In this study, we screened natural products for their ability to enhance NK cell production of IFN-γ. We found that phyllanthusmin C (PL-C), a small molecule enriched in lignans of plants, can induce NK cell IFN-γ production in the presence or absence of monokines such as IL-12 and IL-15. The induced NK cell activity resulted from enhanced TLR-NF-κB signaling. Interestingly, PL-C negligibly activated T cell IFN-γ production and also did not activate NK cell cytotoxicity. This selectivity of PL-C in immune activation should make it more suitable for development of clinically useful immune modulator.

Materials and methods

Isolation of PBMCs and NK cells

Human PBMCs and NK cells were freshly isolated from leukopaks (American Red Cross, Columbus, OH) as described previously (41). PBMCs were isolated by Ficoll-Paque Plus (GE Healthcare Bio-Sciences, Pittsburgh, PA) density gradient centrifugation. NK cells (CD56⁺CD3⁻) were enriched with RosetteSep NK cell enrichment mixture (StemCell Technologies, Vancouver, Canada). The purity of enriched NK cells was ≥80 % (data not shown), assessed by flow cytometric analysis after staining with CD56-APC and CD3-FITC antibodies (BD Biosciences, San Jose, CA). These enriched NK cells were further purified with CD56 magnetic beads and LS columns (Miltenyi Biotec, Auburn, CA). The purity of magnetic bead-purified NK cells was ≥ 99.5% (data not shown), as determined by the aforementioned flow cytometric analysis. CD56^bright and CD56^dim NK cell subsets were sorted by a FACS Aria II cell sorter (BD Biosciences) based on CD56 cell-surface density after staining with CD56-APC and CD3-FITC antibodies. The purity of CD56^bright and CD56^dim subsets was ≥ 99.0% (data not shown). All human work is approved by The Ohio State University Institutional Review Board.

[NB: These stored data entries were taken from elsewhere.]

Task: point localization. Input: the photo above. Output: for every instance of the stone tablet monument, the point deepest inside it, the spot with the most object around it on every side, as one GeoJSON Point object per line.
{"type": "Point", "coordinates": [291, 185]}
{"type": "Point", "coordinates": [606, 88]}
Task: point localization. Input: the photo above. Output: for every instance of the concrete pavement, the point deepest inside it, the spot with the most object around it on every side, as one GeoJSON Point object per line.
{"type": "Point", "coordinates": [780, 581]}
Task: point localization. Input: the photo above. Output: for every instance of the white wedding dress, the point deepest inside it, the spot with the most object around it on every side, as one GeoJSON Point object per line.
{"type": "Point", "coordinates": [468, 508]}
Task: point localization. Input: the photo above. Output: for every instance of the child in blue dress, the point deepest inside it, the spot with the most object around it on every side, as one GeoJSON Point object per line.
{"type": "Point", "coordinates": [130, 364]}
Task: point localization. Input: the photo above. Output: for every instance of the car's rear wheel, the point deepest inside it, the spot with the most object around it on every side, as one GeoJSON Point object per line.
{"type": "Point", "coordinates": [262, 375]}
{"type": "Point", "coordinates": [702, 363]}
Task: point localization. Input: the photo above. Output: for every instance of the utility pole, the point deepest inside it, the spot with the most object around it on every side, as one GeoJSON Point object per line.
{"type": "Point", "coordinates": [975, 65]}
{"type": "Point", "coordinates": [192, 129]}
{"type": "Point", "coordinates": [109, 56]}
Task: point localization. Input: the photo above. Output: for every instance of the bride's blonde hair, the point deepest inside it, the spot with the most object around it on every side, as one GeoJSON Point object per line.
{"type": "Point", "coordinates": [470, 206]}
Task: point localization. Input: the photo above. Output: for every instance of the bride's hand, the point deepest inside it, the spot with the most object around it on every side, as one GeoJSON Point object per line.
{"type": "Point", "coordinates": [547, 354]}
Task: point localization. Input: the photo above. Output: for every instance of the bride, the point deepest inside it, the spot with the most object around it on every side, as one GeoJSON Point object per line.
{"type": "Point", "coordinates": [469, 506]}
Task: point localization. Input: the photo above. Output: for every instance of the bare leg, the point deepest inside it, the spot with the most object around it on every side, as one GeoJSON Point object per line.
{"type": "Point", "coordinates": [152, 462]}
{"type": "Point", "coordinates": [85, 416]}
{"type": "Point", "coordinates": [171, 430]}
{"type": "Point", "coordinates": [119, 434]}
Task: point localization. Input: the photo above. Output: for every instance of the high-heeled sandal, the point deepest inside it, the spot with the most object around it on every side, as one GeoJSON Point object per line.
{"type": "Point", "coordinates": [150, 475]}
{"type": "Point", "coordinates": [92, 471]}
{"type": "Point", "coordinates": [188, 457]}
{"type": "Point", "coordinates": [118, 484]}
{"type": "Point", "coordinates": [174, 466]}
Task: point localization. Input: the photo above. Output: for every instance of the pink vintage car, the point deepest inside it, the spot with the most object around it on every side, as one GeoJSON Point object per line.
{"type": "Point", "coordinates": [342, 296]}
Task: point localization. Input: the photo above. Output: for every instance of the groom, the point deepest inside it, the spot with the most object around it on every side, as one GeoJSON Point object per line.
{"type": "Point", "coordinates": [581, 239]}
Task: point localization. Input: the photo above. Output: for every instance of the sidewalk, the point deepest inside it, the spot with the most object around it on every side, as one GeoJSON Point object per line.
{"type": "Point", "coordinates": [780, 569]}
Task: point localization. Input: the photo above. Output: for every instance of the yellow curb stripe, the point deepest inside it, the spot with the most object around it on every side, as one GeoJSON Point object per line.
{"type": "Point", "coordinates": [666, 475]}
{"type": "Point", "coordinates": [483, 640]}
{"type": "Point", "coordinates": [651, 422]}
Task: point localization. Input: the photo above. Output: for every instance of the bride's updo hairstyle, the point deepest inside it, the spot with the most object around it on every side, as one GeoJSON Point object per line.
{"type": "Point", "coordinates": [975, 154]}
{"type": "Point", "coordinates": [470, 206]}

Cell culture and treatment

Primary NK cells, the NKL cell line (a generous gift of Dr. M. Robertson, Indiana University) and PMBCs were cultured or maintained in RPMI 1640 medium (Invitrogen, Carlsbad, CA), supplemented with 50 µg/ml penicillin, 50 µg/ml streptomycin, and 10% FBS (Invitrogen) at 37°C in 5% CO₂. The NKL cell line is IL-2-dependent, and therefore 150 IU/ml rhIL-2 (Hoffman-LaRoche Inc, Pendergrass, GA) was included in the culture, but cells were starved for IL-2 for 24 hours prior to stimulation. For stimulation, cells were suspended at a density of 2.5 × 10⁶ cells/ml and seeded into a 6-well culture plate and rested for 1–2 hours, followed by addition of stimuli. Cells were treated with PL-C in the presence or absence of IL-12 (10 ng/ml) or IL-15 (100 ng/ml) (R&D Systems Inc, Minneapolis, MN) for 18 hours or the indicated time. Cells were harvested for flow cytometric analysis or for RNA extraction to synthesize cDNA for real-time RT-PCR or for protein extraction to perform immunoblotting. Cell-free supernatants were collected to determine IFN-γ secretion by ELISA with commercially available mAb pairs (Thermo Fisher Scientific Inc, Rockford, IL) according to the manufacturer’s protocol as described previously (42). To test if PL-C also enhanced IFN-γ production when IL-12 or IL-15 were given at lower concentrations, purified primary NK cells were treated with 1, 0.1 ng/ml IL-12 or 10, 1 ng/ml IL-15 with or without 10 µM PL-C for 24 hours. Supernatants were then harvested for IFN-γ ELISA assay. To study NF-κB involvement in PL-C-mediated enhancement of NK cell IFN-γ production, 10 µM NF-κB inhibitor N-tosyl-L-phenylalanine chloromethyl ketone (TPCK) was used to treat both purified primary NK cells or NKL cells together with PL-C in the presence of IL-12, compared to no-TPCK treatment. For TLR blocking assays, the above mentioned cells were pretreated with 10 µg/ml α-TLR1 (InvivoGen), α-TLR3 (Hycult Biotech), α-TLR6 (InvivoGen) or 10 µg/ml α-TLR1 plus 10 µg/ml α-TLR6 for 1 hour prior to PL-C and/or IL-12 stimulation. Cells treated with the same concentration of non-specific α-IgG were taken as control. The blocking antibodies were also kept in the culture during the stimulation. For studying the effect of PL-C combined with TLR agonist, cells were treated with or without various concentration of Pam3CSK4 (TLR1/2 agonist) or FSL-1 (TLR6/2 agonist) for 18 hours.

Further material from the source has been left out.